KULON PROGO, JATIM MANDIRI – Dinas Pertanian dan Pangan Kabupaten Kulon Progo terus memperkuat pengawalan terhadap budidaya bawang merah di Kapanewon Sentolo. Langkah tersebut dilakukan untuk menjaga produktivitas sekaligus mendukung peningkatan kesejahteraan petani.

Pengawalan dilakukan pada musim tanam Agustus 2026, terutama di wilayah Bulak Srikayangan yang selama ini menjadi salah satu sentra utama bawang merah di Kabupaten Kulon Progo, Daerah Istimewa Yogyakarta (DIY).

Tampilkan Gambar Gambar dari jatimmandiri.id

Kepala Bidang Produksi dan Perlindungan Tanaman Pangan, Hortikultura, dan Perkebunan Dinas Pertanian dan Pangan Kulon Progo, Wazan Mudzakir, mengatakan Sentolo memiliki potensi besar dalam pengembangan komoditas bawang merah.

“Kami sangat mengapresiasi kemandirian dan etos kerja para petani Sentolo yang terus bergerak melakukan olah lahan dan penanaman bawang merah di musim tanam ini,” kata Wazan di Kulon Progo, Rabu (26/8/2026).

Berdasarkan data Luas Tambah Tanam (LTT) bawang merah selama Agustus 2026, pertanaman komoditas tersebut tersebar di empat kalurahan di Kapanewon Sentolo.

Wilayah dengan lahan bawang merah paling luas berada di Kalurahan Srikayangan dengan luas mencapai 173 hektare. Kemudian Kalurahan Demangrejo seluas 23 hektare, Sukoreno 22 hektare, dan Tuksono 2 hektare.

Dengan demikian, total luas tanam bawang merah di Kapanewon Sentolo pada Agustus ini mencapai 220 hektare.

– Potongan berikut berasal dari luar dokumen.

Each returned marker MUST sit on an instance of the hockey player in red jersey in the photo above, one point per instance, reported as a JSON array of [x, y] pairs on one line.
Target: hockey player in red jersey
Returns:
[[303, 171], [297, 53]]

Menurut Wazan, besarnya luasan tersebut membuat pemerintah daerah perlu memastikan proses budidaya berjalan optimal. Pengawalan dilakukan melalui pendampingan secara intensif kepada petani di lapangan.

Dinas Pertanian dan Pangan Kulon Progo mengoptimalkan peran Penyuluh Pertanian Lapangan (PPL) untuk mendampingi petani selama proses budidaya.

Selain itu, kesiapsiagaan petugas Pengendali Organisme Pengganggu Tumbuhan (POPT) juga diperkuat untuk mengantisipasi serangan hama maupun penyakit tanaman.

Pengawasan sejak awal dinilai penting untuk mengetahui kondisi pertanaman dan mengambil langkah penanganan apabila ditemukan potensi gangguan terhadap tanaman bawang merah.

Baca Juga  BPBD Gunungkidul Salurkan 2,4 Juta Liter Air Bersih untuk Warga Terdampak Kekeringan

Wazan mengatakan pengawalan tersebut tidak hanya diarahkan untuk mempertahankan produksi, tetapi juga membantu petani menekan biaya operasional.

“Target kita adalah menjaga produktivitas tinggi sekaligus menekan ongkos produksi agar kesejahteraan petani di Sentolo tetap terjaga,” ujarnya.

Dengan luas tanam yang mencapai 220 hektare, pemerintah daerah berharap sentra bawang merah di Sentolo tetap mampu menjadi salah satu penopang produksi hortikultura Kulon Progo.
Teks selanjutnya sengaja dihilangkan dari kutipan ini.